Após dois anos de pesquisas com antropólogos, antropólogas, pajés e lideranças indígenas, o coletivo 28 Patas Furiosas compreendeu que, para alguns povos ameríndios, o sonho é incorporado como um fenômeno que incide sobre a realidade das aldeias, podendo ser revertido em ações de cura ou mesmo na transformação da organização social e política daquela comunidade. Partindo desta ideia, o grupo criou o espetáculo Um Jaguar por Noite, que faz sua temporada de estreia na Sala Multiúso do Centro MariAntonia, em parceria com o TUSP, entre os dias 17 de maio e 9 de junho, com sessões às sextas e sábados, às 21h, e, aos domingos, às 18h. Os ingressos são gratuitos.

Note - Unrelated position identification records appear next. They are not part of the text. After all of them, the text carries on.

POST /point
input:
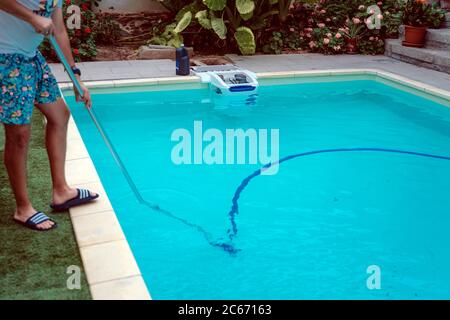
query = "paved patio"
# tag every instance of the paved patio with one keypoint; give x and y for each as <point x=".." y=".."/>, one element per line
<point x="118" y="70"/>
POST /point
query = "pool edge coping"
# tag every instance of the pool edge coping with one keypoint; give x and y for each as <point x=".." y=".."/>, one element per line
<point x="111" y="270"/>
<point x="106" y="243"/>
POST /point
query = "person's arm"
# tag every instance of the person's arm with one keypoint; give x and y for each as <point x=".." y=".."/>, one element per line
<point x="42" y="25"/>
<point x="62" y="38"/>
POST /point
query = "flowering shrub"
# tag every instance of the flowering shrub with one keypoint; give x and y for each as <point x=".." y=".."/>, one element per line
<point x="367" y="21"/>
<point x="371" y="45"/>
<point x="82" y="40"/>
<point x="326" y="41"/>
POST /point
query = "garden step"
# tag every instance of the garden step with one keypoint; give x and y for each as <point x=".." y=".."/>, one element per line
<point x="435" y="38"/>
<point x="437" y="59"/>
<point x="438" y="38"/>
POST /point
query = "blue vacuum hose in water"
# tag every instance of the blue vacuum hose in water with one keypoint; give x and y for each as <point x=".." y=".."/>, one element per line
<point x="228" y="245"/>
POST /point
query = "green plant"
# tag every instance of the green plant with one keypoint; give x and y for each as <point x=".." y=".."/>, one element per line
<point x="275" y="44"/>
<point x="107" y="30"/>
<point x="173" y="5"/>
<point x="436" y="16"/>
<point x="168" y="37"/>
<point x="371" y="45"/>
<point x="325" y="41"/>
<point x="82" y="40"/>
<point x="416" y="13"/>
<point x="354" y="29"/>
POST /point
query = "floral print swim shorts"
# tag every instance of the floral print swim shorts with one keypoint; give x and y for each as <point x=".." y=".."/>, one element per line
<point x="24" y="82"/>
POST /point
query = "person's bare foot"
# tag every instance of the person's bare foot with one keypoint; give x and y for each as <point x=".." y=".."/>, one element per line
<point x="61" y="196"/>
<point x="23" y="214"/>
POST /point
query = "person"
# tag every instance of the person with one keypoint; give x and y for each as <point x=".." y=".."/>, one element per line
<point x="26" y="81"/>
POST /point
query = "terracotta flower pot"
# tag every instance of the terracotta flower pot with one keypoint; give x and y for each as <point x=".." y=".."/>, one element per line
<point x="445" y="4"/>
<point x="414" y="36"/>
<point x="352" y="45"/>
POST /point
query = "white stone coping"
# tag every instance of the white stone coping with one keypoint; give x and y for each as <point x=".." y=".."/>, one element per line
<point x="111" y="270"/>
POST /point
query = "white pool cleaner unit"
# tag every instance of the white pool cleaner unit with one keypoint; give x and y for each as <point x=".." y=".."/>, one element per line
<point x="230" y="86"/>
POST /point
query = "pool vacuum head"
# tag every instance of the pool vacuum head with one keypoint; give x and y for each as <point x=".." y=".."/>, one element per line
<point x="230" y="86"/>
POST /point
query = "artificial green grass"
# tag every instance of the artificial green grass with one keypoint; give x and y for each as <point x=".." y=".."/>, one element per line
<point x="33" y="264"/>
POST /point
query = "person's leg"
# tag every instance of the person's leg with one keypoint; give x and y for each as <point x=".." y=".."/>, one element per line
<point x="57" y="115"/>
<point x="15" y="159"/>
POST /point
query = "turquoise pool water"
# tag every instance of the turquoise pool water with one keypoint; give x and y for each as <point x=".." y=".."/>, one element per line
<point x="310" y="231"/>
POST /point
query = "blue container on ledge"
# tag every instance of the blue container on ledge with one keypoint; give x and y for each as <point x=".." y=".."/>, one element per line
<point x="182" y="61"/>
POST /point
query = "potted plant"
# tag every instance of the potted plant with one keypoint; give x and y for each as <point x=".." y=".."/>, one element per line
<point x="445" y="4"/>
<point x="353" y="31"/>
<point x="436" y="16"/>
<point x="416" y="15"/>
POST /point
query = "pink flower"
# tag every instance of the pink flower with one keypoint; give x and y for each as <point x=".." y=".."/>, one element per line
<point x="16" y="114"/>
<point x="15" y="73"/>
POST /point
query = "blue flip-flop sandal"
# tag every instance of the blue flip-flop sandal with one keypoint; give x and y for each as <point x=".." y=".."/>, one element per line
<point x="35" y="220"/>
<point x="83" y="197"/>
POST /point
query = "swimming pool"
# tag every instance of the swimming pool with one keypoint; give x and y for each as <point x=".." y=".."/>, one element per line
<point x="310" y="231"/>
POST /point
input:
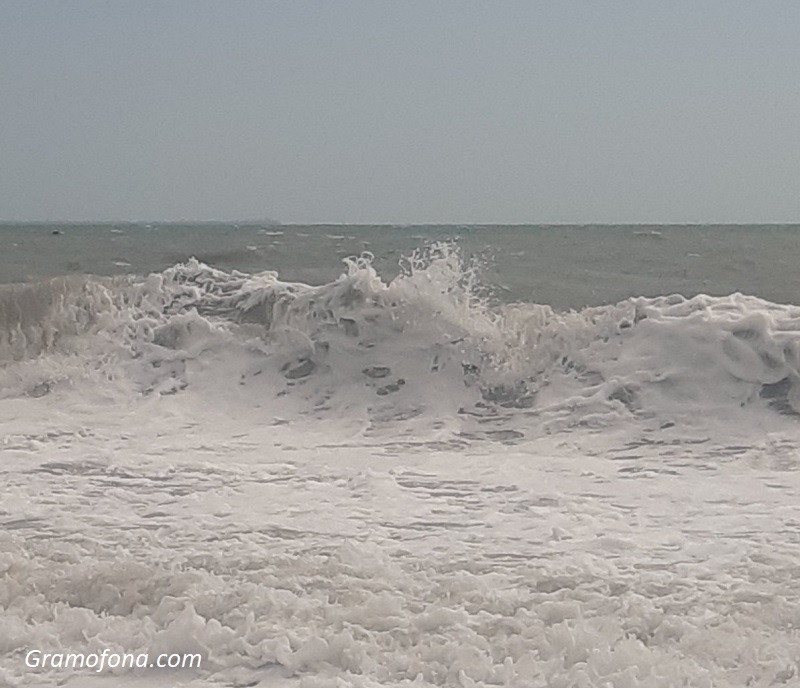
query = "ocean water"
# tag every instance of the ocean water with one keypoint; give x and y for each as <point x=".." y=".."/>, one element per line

O coletivo mergulhou nas cosmologias dos povos Xavante, Kamayurá e Guarani para discutir como o ato de compartilhar sonhos é capaz de coletivizar essa experiência. E, ao mesmo tempo, como sonhar é uma forma de transitar entre mundos, percorrer caminhos, extrapolar geografias, deslocar-se e alterar-se.

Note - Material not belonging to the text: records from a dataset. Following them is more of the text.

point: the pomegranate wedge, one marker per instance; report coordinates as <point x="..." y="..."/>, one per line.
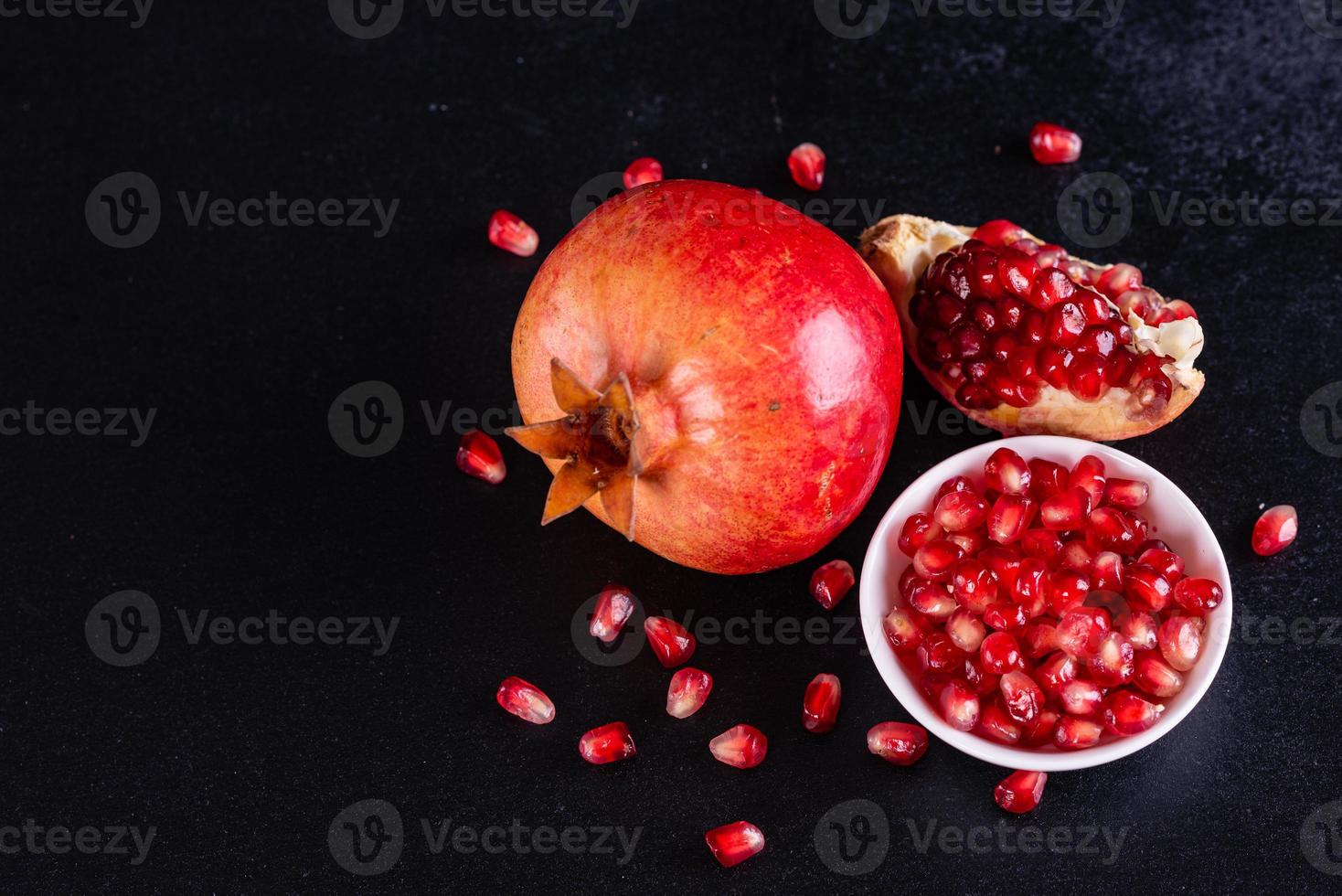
<point x="1027" y="339"/>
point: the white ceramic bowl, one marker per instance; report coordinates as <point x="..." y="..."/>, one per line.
<point x="1172" y="518"/>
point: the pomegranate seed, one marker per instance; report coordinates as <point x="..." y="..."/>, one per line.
<point x="613" y="608"/>
<point x="1009" y="518"/>
<point x="965" y="631"/>
<point x="1075" y="732"/>
<point x="831" y="582"/>
<point x="512" y="234"/>
<point x="1167" y="563"/>
<point x="1001" y="654"/>
<point x="1081" y="697"/>
<point x="1040" y="731"/>
<point x="479" y="456"/>
<point x="1138" y="628"/>
<point x="935" y="560"/>
<point x="607" y="743"/>
<point x="670" y="640"/>
<point x="1275" y="530"/>
<point x="807" y="164"/>
<point x="742" y="746"/>
<point x="937" y="652"/>
<point x="1066" y="511"/>
<point x="917" y="531"/>
<point x="1120" y="279"/>
<point x="1156" y="677"/>
<point x="1146" y="588"/>
<point x="1067" y="589"/>
<point x="932" y="600"/>
<point x="820" y="704"/>
<point x="1006" y="616"/>
<point x="900" y="631"/>
<point x="1055" y="672"/>
<point x="1127" y="714"/>
<point x="1040" y="543"/>
<point x="1181" y="641"/>
<point x="1107" y="571"/>
<point x="1198" y="594"/>
<point x="1038" y="639"/>
<point x="960" y="706"/>
<point x="897" y="742"/>
<point x="688" y="691"/>
<point x="974" y="585"/>
<point x="998" y="234"/>
<point x="1021" y="697"/>
<point x="960" y="511"/>
<point x="1054" y="145"/>
<point x="1020" y="792"/>
<point x="736" y="843"/>
<point x="1081" y="629"/>
<point x="1127" y="494"/>
<point x="525" y="700"/>
<point x="642" y="171"/>
<point x="1113" y="661"/>
<point x="996" y="723"/>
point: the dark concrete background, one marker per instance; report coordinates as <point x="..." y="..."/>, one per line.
<point x="240" y="500"/>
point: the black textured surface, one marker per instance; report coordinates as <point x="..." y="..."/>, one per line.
<point x="240" y="502"/>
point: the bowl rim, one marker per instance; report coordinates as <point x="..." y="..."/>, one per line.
<point x="874" y="601"/>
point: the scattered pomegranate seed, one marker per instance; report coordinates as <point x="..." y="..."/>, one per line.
<point x="642" y="171"/>
<point x="820" y="704"/>
<point x="897" y="742"/>
<point x="807" y="164"/>
<point x="1020" y="792"/>
<point x="736" y="843"/>
<point x="1181" y="641"/>
<point x="1054" y="145"/>
<point x="613" y="608"/>
<point x="742" y="746"/>
<point x="670" y="640"/>
<point x="1127" y="714"/>
<point x="607" y="743"/>
<point x="960" y="706"/>
<point x="525" y="700"/>
<point x="479" y="456"/>
<point x="1156" y="677"/>
<point x="1075" y="732"/>
<point x="831" y="582"/>
<point x="512" y="234"/>
<point x="1276" y="528"/>
<point x="688" y="691"/>
<point x="1198" y="594"/>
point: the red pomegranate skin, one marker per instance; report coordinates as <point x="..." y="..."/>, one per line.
<point x="764" y="359"/>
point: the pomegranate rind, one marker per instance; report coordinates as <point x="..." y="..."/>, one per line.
<point x="900" y="247"/>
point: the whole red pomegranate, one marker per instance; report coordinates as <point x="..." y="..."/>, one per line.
<point x="708" y="372"/>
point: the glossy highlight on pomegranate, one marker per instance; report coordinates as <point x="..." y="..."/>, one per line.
<point x="708" y="372"/>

“Depois de realizar dois espetáculos a partir de literaturas europeias, passamos a olhar para a cultura brasileira em nossas pesquisas. No espetáculo anterior do grupo, ‘Parede’, criamos a peça a partir do autor Qorpo-Santo. Agora, entramos em contato com alguns elementos da cultura ameríndia, mas não com a intenção de falar em nome desses povos e sim com a missão de repensar o nosso cotidiano sob outros pontos de vista”, diz a atriz Sofia Botelho.

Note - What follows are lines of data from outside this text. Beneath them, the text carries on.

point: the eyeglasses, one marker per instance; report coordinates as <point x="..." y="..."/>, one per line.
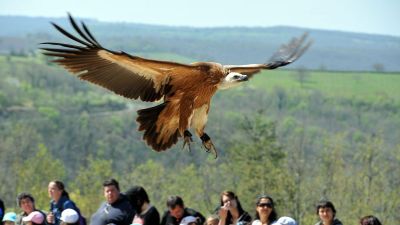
<point x="267" y="204"/>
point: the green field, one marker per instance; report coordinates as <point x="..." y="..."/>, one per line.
<point x="360" y="85"/>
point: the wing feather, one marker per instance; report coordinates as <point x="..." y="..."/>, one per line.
<point x="130" y="76"/>
<point x="285" y="55"/>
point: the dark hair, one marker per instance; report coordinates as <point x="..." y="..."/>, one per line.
<point x="137" y="196"/>
<point x="231" y="195"/>
<point x="60" y="185"/>
<point x="273" y="215"/>
<point x="111" y="182"/>
<point x="25" y="195"/>
<point x="370" y="220"/>
<point x="174" y="201"/>
<point x="326" y="204"/>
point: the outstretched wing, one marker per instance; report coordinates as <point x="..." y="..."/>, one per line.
<point x="285" y="55"/>
<point x="130" y="76"/>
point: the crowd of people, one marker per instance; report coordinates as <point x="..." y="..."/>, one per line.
<point x="133" y="207"/>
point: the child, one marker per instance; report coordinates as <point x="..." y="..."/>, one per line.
<point x="69" y="217"/>
<point x="34" y="218"/>
<point x="9" y="218"/>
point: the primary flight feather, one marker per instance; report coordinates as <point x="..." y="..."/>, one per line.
<point x="186" y="89"/>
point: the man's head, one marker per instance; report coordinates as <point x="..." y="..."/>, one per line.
<point x="137" y="197"/>
<point x="26" y="202"/>
<point x="325" y="210"/>
<point x="175" y="206"/>
<point x="111" y="190"/>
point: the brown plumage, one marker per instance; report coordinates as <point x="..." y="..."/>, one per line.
<point x="186" y="89"/>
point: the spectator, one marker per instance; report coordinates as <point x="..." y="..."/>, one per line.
<point x="231" y="211"/>
<point x="265" y="211"/>
<point x="212" y="220"/>
<point x="285" y="220"/>
<point x="370" y="220"/>
<point x="145" y="213"/>
<point x="34" y="218"/>
<point x="69" y="217"/>
<point x="116" y="209"/>
<point x="9" y="218"/>
<point x="327" y="213"/>
<point x="177" y="211"/>
<point x="189" y="220"/>
<point x="27" y="204"/>
<point x="59" y="202"/>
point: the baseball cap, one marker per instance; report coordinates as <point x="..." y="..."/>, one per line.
<point x="188" y="219"/>
<point x="69" y="216"/>
<point x="35" y="217"/>
<point x="285" y="220"/>
<point x="11" y="216"/>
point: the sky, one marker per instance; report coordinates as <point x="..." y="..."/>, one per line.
<point x="366" y="16"/>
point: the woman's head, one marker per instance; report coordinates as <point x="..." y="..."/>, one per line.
<point x="326" y="210"/>
<point x="265" y="208"/>
<point x="56" y="189"/>
<point x="212" y="220"/>
<point x="230" y="200"/>
<point x="370" y="220"/>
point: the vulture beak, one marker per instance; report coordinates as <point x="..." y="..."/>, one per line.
<point x="244" y="78"/>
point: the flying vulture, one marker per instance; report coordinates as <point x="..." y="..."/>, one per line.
<point x="186" y="89"/>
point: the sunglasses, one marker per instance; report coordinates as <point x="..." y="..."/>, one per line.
<point x="262" y="205"/>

Há dez anos em trabalho contínuo, o 28 Patas Furiosas busca uma relação mais horizontal entre a encenação, dramaturgia, atores, atrizes e as materialidades da cena, buscando diminuir a presença humana do protagonismo da ação. Do mesmo modo, os povos ameríndios não consideram o Ser Humano como a figura central da existência. “Sonhar como água, rocha, planta, bicho, etc., para assim – quem sabe? – vislumbrar outros mundos para essa realidade tão desgastada das velhas formas de existir, na crença de que o sonho, assim como o mito ou como um espetáculo teatral, podem atuar sobre o tempo presente”, como consta no projeto do grupo.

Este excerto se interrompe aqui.